Il collasso del cambio è solo la punta dell’iceberg. L’economia è stata decimata dalla potente crisi finanziaria, fiscale ed economica che continua a travolgere il Libano. A marzo è scattato il default dopo il mancato pagamento di un Eurobond da 1,2 miliardi di dollari. Il rapporto debito/pil già prima del Covid si attestava nei pressi del 160% e quest’anno tenderà al 200%. Le banche non consentono alle famiglie di prelevare il denaro depositato, se non con il contagocce e a tassi di cambio penalizzanti rispetto a quello ufficiale. Difficile che, pur in virtù di una legge, consentano ai clienti di inviare all’estero così tanti dollari, avendone in cassa ormai pochissimi e, soprattutto, venendo chiamate in prima persona a contribuire alla ristrutturazione del debito, subendo un prevedibilissimo “haircut”.

Il presidente Emmanuel Macron, forte dell’eredità coloniale francese di Beirut, si è subito precipitato nello stato mediorientale per portare solidarietà al popolo libanese e avvertire i suoi rappresentanti che gli aiuti arriveranno, ma a patto che si abbia un nuovo governo non settario e riformatore. Il flop di Adib, gradito all’Eliseo, ha confermato i dubbi: i due partiti sciiti e vicini a Hezbollah si sono rifiutati di appoggiarlo, sostenendo che i ministri da questi nominati sarebbero stati suoi sostenitori sunniti. Inutile l’appello del presidente Aoun all’unità sulla prospettiva di una “caduta all’inferno” e di una “bancarotta totale” nel caso contrario.

Senza governo non potranno esserci riforme e senza riforme non ci saranno aiuti dall’estero. Le trattative con il Fondo Monetario Internazionale non sono nemmeno iniziate, data l’opposizione di Hezbollah.

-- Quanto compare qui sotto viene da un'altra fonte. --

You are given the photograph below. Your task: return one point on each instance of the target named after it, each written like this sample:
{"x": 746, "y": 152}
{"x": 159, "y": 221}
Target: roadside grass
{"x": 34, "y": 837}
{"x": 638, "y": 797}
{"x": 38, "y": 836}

E la Casa Bianca ci ha messo il carico, allorquando a inizio settembre ha imposto sanzioni contro i due partiti sciiti libanesi, accusati di connivenza con l’Iran. Il paese è una polveriera e non s’intravede alcuna via d’uscita dalla crisi, tanto è radicato il settarismo politico di stampo clientelare. Non c’è foglio di carta che non si muova, se non per favorire l’amico di Tizio o di Caio e dopo infinite mediazioni e complesse spartizioni. I giovani sono così disperati e arrabbiati, che quando Macron ha fatto visita a Beirut dopo le esplosioni, gli gridavano di non mandare soldi al governo, perché sarebbero stati risucchiati tutti dalla corruzione.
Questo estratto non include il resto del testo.